Namun pada akhirnya, Allah SWT menyuruh Umat Islam agar kiblatnya ke Ka'bah.
Kisahnya
Semasa Nabi Muhammad masih berada di kota Makkah, bila
mendirikan shalat, beliau berdiri di sisi selatan Ka'bah, sehingga dapat
menghadap ke Baitul Maqdis dan sekaligus juga menghadap ke Ka'bah.
Beliau sangat menghargai Baitul Maqdis yang terkenal dengan tanah
kelahiran para nabi Allah SWT.
Namun setelah beliau hijrah ke kota Madinah, beliau tidak dapat
melakukan hal tersebut, mengingat kota Madinah berada di arah utara Kota
Makkah, dan Baitul Maqdis berada di arah utara kota Madinah.

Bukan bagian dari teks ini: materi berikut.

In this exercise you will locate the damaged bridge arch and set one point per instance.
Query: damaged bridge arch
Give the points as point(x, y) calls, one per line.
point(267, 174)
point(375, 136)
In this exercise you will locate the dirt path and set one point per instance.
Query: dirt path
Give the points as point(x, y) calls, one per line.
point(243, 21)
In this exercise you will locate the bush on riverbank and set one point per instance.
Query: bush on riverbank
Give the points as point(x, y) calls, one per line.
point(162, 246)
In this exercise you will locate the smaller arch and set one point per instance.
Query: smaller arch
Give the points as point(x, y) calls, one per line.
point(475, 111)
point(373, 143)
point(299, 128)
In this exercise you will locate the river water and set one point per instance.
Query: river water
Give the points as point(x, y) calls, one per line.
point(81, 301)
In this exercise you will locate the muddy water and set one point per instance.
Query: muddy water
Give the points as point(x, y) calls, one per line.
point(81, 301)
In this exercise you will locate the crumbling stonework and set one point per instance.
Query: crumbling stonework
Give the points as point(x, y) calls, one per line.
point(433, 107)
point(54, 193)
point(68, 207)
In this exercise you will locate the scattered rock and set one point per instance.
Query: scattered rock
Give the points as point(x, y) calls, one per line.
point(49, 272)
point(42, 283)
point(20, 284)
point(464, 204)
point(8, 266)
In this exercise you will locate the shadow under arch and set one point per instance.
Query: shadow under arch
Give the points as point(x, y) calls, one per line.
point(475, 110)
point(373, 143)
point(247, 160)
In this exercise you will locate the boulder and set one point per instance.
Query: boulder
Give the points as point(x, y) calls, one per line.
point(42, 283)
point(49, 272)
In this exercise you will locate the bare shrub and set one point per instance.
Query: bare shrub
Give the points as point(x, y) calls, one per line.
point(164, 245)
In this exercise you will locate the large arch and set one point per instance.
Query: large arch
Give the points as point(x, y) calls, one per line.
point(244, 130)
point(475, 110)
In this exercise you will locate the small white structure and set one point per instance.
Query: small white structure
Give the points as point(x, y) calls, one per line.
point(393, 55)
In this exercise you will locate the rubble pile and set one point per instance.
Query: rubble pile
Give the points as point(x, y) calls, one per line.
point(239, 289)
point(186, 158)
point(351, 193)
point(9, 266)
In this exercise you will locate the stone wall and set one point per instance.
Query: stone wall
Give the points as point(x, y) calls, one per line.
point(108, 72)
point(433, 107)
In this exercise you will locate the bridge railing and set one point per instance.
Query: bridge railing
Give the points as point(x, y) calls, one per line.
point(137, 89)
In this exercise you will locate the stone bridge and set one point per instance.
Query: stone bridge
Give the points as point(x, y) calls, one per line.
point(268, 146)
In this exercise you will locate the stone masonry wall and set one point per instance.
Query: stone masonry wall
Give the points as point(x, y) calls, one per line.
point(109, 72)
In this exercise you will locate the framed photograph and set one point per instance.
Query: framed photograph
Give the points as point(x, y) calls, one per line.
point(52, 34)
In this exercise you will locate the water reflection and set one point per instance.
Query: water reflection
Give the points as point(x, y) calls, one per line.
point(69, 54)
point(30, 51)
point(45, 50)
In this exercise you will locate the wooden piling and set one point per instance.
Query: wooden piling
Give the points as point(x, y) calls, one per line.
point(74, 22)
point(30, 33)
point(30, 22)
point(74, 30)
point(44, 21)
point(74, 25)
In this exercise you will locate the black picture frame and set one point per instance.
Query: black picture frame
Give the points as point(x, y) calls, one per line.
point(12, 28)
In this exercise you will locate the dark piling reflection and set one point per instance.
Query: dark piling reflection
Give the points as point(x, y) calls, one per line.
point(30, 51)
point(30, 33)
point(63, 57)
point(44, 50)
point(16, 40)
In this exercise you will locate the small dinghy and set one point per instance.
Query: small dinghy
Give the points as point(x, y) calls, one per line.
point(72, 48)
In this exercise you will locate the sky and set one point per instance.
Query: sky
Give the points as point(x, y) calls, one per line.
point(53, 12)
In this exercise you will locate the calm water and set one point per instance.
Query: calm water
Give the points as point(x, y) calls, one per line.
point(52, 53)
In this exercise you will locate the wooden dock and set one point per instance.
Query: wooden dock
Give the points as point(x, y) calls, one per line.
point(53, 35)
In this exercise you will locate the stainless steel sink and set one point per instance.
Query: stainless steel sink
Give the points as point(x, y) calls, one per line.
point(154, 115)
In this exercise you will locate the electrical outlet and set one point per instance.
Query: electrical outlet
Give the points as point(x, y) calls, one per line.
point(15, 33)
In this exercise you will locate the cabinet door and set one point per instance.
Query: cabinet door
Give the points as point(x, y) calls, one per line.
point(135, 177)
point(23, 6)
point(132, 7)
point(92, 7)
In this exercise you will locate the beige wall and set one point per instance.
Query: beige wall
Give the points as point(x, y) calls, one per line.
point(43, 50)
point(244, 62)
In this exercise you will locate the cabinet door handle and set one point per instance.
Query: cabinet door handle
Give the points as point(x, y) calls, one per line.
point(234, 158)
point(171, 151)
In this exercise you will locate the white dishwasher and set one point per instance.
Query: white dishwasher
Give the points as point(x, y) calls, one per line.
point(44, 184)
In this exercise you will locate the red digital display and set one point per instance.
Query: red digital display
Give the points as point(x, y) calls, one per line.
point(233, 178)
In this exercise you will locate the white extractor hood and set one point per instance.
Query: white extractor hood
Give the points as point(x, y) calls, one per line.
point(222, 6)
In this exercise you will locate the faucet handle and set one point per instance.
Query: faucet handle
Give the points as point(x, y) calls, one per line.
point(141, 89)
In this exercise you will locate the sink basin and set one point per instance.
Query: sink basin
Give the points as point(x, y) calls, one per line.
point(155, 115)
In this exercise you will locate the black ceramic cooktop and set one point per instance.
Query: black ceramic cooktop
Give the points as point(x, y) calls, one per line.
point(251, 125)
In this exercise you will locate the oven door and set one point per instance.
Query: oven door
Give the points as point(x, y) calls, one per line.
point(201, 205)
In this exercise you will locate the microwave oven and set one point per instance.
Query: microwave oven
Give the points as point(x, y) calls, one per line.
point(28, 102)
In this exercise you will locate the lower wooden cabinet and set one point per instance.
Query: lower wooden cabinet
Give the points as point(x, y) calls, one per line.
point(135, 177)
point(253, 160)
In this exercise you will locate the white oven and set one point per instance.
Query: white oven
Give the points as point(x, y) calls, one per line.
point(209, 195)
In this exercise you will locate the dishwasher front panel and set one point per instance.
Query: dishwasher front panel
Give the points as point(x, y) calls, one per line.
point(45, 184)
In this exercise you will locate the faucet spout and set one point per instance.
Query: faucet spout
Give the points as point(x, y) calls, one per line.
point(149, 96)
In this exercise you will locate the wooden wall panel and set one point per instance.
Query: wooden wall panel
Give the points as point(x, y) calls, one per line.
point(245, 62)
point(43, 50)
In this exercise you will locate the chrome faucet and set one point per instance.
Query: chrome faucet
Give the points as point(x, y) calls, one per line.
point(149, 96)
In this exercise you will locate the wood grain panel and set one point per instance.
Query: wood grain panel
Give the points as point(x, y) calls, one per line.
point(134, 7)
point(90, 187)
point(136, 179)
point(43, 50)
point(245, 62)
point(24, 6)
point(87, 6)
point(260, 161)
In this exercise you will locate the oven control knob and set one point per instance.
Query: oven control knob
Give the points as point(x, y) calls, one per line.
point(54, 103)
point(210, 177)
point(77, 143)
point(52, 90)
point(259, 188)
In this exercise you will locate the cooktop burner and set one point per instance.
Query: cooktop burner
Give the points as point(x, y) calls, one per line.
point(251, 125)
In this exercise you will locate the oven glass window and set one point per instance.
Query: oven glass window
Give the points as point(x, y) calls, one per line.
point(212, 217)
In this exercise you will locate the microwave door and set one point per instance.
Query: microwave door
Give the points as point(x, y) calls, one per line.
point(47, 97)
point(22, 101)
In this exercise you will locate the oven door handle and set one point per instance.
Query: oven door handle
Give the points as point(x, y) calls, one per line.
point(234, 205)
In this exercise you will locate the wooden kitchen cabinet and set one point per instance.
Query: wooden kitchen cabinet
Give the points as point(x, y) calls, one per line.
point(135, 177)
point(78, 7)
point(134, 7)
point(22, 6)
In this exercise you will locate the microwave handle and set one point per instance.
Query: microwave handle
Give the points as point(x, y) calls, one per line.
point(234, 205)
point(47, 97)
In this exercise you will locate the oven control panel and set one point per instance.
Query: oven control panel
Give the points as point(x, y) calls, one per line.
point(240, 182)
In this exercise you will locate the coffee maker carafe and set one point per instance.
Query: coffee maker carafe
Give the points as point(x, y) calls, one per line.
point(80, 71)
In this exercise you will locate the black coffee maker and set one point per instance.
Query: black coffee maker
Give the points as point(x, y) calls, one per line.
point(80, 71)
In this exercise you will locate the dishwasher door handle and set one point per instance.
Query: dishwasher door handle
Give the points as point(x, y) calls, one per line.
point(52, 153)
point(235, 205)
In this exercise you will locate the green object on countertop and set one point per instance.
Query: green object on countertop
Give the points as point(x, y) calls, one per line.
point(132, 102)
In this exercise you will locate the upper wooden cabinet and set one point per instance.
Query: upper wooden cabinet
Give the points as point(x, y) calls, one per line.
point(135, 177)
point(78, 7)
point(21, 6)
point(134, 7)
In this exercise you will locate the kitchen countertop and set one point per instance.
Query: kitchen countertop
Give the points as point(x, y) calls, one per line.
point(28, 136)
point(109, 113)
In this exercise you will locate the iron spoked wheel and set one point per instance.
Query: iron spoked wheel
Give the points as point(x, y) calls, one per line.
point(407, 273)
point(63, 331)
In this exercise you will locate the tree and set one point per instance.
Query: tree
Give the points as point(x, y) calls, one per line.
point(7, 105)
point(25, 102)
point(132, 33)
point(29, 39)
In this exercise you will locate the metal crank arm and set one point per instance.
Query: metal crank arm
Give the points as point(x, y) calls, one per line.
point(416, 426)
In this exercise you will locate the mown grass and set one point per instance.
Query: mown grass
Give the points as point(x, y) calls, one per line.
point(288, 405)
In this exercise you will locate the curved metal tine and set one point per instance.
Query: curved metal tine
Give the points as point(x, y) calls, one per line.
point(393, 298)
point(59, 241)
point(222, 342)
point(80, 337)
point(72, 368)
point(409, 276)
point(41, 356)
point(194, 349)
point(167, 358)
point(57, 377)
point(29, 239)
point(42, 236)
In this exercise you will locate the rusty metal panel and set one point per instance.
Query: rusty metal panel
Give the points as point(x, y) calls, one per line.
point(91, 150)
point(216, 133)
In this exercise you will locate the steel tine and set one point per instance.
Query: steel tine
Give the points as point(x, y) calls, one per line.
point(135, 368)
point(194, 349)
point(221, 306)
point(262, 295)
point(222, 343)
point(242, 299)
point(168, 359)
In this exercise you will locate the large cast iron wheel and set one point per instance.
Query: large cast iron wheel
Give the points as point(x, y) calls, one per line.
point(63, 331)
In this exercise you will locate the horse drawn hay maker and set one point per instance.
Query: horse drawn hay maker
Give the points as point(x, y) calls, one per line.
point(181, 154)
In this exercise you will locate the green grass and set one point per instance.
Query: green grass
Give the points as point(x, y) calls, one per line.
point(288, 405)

Letak geografis kota Madinah ini menjadikan beliau harus membelakangi Ka'bah bila sedang mendirikan shalat. Dan Beliau tidak ingin membelakangi Ka'bah.
Letak geografis kota Madinah ini menjadikan beliau harus membelakangi Ka'bah bila sedang mendirikan shalat. Dan Beliau tidak ingin membelakangi Ka'bah.
Perubahan ini, menjadikan beliau bersedih, karena sejatinya beliau lebih
suka bila kiblatnya menghadap ke Ka'bah yang merupakan kiblatnya Nabi
Ibrahim as, Si Peletak dasar bangunan Ka'bah yang dikerjakan bersama
puteranya, Ismail as.
Rasa sedih ini menjadikan beliau selama kurang lebih 16 bulan sering
menengadahkan wajahnya ke langit dengan harapan Allah memindahkan arah
kiblat shalatnya ke Ka'bah. Kira-kira satu setengah tahun lamanya Nabi
berdoa kepada Allah SWT agar diberi petunjuk.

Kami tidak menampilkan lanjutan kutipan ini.